One of the main harms we have had to people who have criminal records for personal possession amounts is that those records follow them throughout life. They can affect one's ability to get into certain lines of work, affect one's ability to rent a home and very severely affect one's ability to travel. The amendments that were made by the member for Esquimalt—Saanich—Sooke and accepted by a majority of the committee are essentially going to make sure that Bill C-5 would ensure that after two years those records are sequestered from the main records of that person, and no longer will anyone be able to find those records and hold them against that person.
It is important, and it is certainly not as bold of a step as we would have wanted, but I think it goes to show that this small caucus of New Democrats has been able to make monumental reform to a pretty important government justice bill. I think this is going to leave a lasting mark for people who have been negatively affected by this.

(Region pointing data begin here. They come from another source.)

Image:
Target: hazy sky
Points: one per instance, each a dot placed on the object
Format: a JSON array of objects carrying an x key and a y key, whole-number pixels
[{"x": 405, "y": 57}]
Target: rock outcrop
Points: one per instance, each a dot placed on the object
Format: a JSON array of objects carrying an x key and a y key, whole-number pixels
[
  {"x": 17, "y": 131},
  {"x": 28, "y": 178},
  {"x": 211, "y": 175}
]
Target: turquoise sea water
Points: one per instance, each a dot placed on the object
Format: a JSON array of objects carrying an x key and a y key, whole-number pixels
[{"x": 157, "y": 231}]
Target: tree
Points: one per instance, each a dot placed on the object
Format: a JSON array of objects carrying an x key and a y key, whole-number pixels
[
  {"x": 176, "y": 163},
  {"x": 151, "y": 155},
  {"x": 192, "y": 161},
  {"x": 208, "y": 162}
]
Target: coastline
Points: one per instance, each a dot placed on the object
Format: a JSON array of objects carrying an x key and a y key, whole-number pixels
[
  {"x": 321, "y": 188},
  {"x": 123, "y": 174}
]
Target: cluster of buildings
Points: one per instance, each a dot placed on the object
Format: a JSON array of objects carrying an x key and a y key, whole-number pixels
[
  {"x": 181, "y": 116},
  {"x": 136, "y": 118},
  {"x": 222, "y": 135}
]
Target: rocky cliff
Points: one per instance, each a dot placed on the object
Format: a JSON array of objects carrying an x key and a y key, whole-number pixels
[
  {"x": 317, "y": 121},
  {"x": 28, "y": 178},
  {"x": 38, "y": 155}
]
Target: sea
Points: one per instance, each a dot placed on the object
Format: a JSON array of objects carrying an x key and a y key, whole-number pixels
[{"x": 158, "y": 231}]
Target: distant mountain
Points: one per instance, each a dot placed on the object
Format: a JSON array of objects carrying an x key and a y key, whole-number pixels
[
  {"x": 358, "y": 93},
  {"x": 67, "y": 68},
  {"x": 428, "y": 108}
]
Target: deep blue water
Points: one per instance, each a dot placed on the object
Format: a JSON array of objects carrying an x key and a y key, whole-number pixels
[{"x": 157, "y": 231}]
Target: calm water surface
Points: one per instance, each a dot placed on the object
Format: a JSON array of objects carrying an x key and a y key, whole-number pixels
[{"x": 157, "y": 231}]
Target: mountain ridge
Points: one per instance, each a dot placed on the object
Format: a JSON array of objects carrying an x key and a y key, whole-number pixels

I will conclude by saying that when it comes to mandatory minimums, it is important for us to remember that the Criminal Code is a massive piece of legislation. There are already sections within the Criminal Code, specifically section 718.2, the sentencing principles, that allow a judge to increase or decrease a sentence based on aggravating factors. The sentences that are spelled out in the Criminal Code for the specific sections of Bill C-5, in fact, could be lengthened, if there were aggravating factors. If a crime was committed against a person with a disability or if racial hatred and bias were involved in a crime, judges could take that into account.
I could say much more, but 10 minutes goes by very quickly. I will end by saying that Bill C-5 is a small step. We did our job to make it better. I will be pleased to vote in favour of this bill to send it to the Senate and hopefully into law in the very near future.